Americans donated $316 billion to charitable causes in 2012, a 3.5% increase from 2011, a new report by the Giving USA Foundation found. But while charitable donations to education increased 7% to $41 billion, religious donations dropped slightly (by 0.2%) to $101.54 billion. “Americans continue to be the most generous people in the world, despite discretionary income percentages nearing all-time lows,” says Eileen Heisman, CEO of the National Philanthropic Trust. But donors are writing the checks to different recipients.
That’s not to say that donations to religious institutions have dried up. In fact, they accounted for 32% of all charitable donations. But that’s down from around 38% a decade ago, according to Giving USA. And Heisman expects that number to continue to fall. “I don’t think it will plummet to zero,” she says. “At some point, it will level out; the question is when.” But there’s reason to think the next generation may be even less generous to religious institutions. One-in-three people under 30 had no religious affiliation versus just one-in-10 of those 65 and over, a 2012 Pew Research Center report found. Among all U.S. adults, 20% report having no religious affiliation, up from 15% in 2007.

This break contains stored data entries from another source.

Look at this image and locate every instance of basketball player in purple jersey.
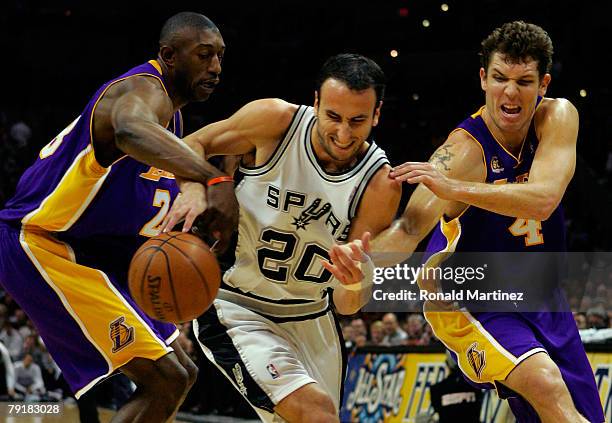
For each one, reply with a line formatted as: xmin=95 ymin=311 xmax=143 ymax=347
xmin=0 ymin=12 xmax=237 ymax=422
xmin=324 ymin=22 xmax=604 ymax=422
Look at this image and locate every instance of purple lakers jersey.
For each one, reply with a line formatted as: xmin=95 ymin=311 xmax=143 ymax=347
xmin=423 ymin=98 xmax=568 ymax=311
xmin=426 ymin=97 xmax=565 ymax=256
xmin=0 ymin=60 xmax=182 ymax=256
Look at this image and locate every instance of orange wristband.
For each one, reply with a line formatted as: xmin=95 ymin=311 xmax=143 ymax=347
xmin=206 ymin=176 xmax=234 ymax=187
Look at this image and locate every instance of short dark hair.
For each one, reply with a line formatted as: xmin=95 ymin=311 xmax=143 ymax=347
xmin=316 ymin=54 xmax=386 ymax=104
xmin=480 ymin=21 xmax=553 ymax=78
xmin=159 ymin=12 xmax=218 ymax=46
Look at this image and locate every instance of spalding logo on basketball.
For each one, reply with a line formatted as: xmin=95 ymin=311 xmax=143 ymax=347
xmin=128 ymin=232 xmax=221 ymax=323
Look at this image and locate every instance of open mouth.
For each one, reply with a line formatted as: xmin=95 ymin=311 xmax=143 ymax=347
xmin=199 ymin=80 xmax=219 ymax=90
xmin=501 ymin=104 xmax=521 ymax=115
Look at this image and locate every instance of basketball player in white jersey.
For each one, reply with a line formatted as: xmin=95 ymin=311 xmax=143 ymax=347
xmin=162 ymin=53 xmax=401 ymax=422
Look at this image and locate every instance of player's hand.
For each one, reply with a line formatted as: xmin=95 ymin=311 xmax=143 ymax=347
xmin=390 ymin=162 xmax=457 ymax=200
xmin=161 ymin=181 xmax=207 ymax=233
xmin=321 ymin=232 xmax=372 ymax=288
xmin=191 ymin=179 xmax=239 ymax=254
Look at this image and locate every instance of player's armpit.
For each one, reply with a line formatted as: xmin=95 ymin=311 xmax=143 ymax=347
xmin=184 ymin=98 xmax=299 ymax=159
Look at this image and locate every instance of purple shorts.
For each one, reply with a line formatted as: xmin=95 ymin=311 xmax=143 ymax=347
xmin=0 ymin=223 xmax=178 ymax=398
xmin=425 ymin=309 xmax=604 ymax=422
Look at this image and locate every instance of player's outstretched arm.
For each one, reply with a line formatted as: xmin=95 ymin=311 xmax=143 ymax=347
xmin=327 ymin=165 xmax=401 ymax=315
xmin=391 ymin=99 xmax=578 ymax=221
xmin=162 ymin=99 xmax=297 ymax=247
xmin=324 ymin=132 xmax=486 ymax=306
xmin=183 ymin=98 xmax=298 ymax=158
xmin=111 ymin=76 xmax=240 ymax=252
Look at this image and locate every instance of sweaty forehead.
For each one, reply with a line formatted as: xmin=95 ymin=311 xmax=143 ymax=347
xmin=489 ymin=52 xmax=539 ymax=75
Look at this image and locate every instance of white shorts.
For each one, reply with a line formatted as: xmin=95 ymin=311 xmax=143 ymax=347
xmin=194 ymin=290 xmax=345 ymax=422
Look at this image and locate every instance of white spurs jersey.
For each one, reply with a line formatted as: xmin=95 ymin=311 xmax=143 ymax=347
xmin=223 ymin=105 xmax=389 ymax=302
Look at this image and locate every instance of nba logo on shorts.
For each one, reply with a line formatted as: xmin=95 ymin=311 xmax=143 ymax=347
xmin=266 ymin=363 xmax=280 ymax=379
xmin=110 ymin=316 xmax=135 ymax=353
xmin=467 ymin=342 xmax=486 ymax=379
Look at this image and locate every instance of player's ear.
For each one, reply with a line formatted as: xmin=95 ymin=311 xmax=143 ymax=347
xmin=313 ymin=90 xmax=319 ymax=113
xmin=480 ymin=68 xmax=487 ymax=92
xmin=159 ymin=45 xmax=176 ymax=68
xmin=539 ymin=73 xmax=551 ymax=97
xmin=372 ymin=101 xmax=383 ymax=127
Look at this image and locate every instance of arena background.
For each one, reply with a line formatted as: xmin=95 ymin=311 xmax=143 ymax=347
xmin=0 ymin=1 xmax=610 ymax=422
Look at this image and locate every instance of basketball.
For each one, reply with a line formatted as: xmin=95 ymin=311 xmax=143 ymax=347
xmin=128 ymin=231 xmax=221 ymax=323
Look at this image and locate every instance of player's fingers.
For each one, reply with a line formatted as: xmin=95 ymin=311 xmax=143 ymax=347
xmin=320 ymin=259 xmax=344 ymax=282
xmin=396 ymin=170 xmax=428 ymax=183
xmin=162 ymin=210 xmax=181 ymax=233
xmin=349 ymin=243 xmax=366 ymax=262
xmin=362 ymin=232 xmax=372 ymax=255
xmin=391 ymin=161 xmax=425 ymax=171
xmin=329 ymin=249 xmax=350 ymax=279
xmin=406 ymin=175 xmax=429 ymax=185
xmin=182 ymin=209 xmax=199 ymax=233
xmin=331 ymin=245 xmax=364 ymax=281
xmin=390 ymin=162 xmax=429 ymax=176
xmin=327 ymin=252 xmax=352 ymax=284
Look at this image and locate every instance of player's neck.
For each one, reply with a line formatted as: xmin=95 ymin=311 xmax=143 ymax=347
xmin=155 ymin=58 xmax=188 ymax=110
xmin=481 ymin=108 xmax=529 ymax=156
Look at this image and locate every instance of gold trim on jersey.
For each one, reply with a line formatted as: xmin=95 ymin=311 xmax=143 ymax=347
xmin=470 ymin=98 xmax=544 ymax=166
xmin=471 ymin=105 xmax=531 ymax=165
xmin=449 ymin=127 xmax=488 ymax=182
xmin=88 ymin=70 xmax=170 ymax=165
xmin=148 ymin=59 xmax=163 ymax=74
xmin=23 ymin=69 xmax=171 ymax=231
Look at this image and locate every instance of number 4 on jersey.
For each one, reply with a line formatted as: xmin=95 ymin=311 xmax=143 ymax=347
xmin=509 ymin=218 xmax=544 ymax=246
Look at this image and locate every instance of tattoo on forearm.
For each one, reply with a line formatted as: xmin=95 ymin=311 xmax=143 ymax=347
xmin=430 ymin=144 xmax=454 ymax=171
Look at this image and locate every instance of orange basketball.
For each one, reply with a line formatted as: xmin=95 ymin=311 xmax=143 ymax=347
xmin=128 ymin=231 xmax=221 ymax=323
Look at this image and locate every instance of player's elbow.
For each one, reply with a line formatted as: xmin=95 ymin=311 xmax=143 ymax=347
xmin=532 ymin=194 xmax=560 ymax=221
xmin=114 ymin=122 xmax=144 ymax=153
xmin=114 ymin=125 xmax=136 ymax=148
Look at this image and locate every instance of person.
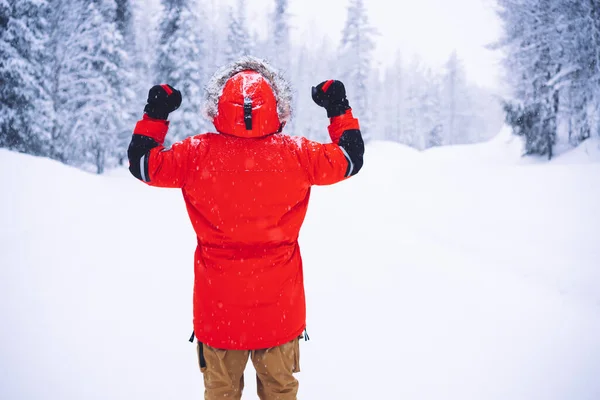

“People don’t belong to religious institutions like they once did,” Heisman says. “The idea that the place of worship was the center of your social existence is no longer as strong as it once was.” More than 13 million people — nearly 6% of the U.S. public — identify as atheists or agnostics, and 33 million say they have no particular religious affiliation, Pew found. Instead or donating to religious institutions, they’re giving more to secular organizations like those that support the arts (up 7.8%), animals and the environment (up 6.8%) and, of course, education.
Indicator #2: religious art, particularly of the crucifixion, commands less at the auction house.
Even images of Crucifixions by established masters can be purchased on the cheap, said Joaneath Spicer, curator of Renaissance and baroque art at The Walters Art Museum in Baltimore. Spicer hasn’t purchased Crucifixions for the museum in some time.
In part, she said, Christian art has become the victim of its own success.
“If I want more Crucifixion bronzes, there are some in storage that are quite nice,” she said.
But there are other cultural factors that may be contributing to the declining sales prices. One of them may be changing worship styles that rely more on words and music and less on visual images. A bigger one may be an unwillingness to openly and publicly display one’s religious commitments.
“The de-emphasis on art as part of the devotional experience within the Catholic Church surely has had some impact on this,” said Spicer.
Catholics are also less likely to display religious art in their homes, said Eike Schmidt, curator of decorative arts and sculpture at the Minneapolis Institute of Arts.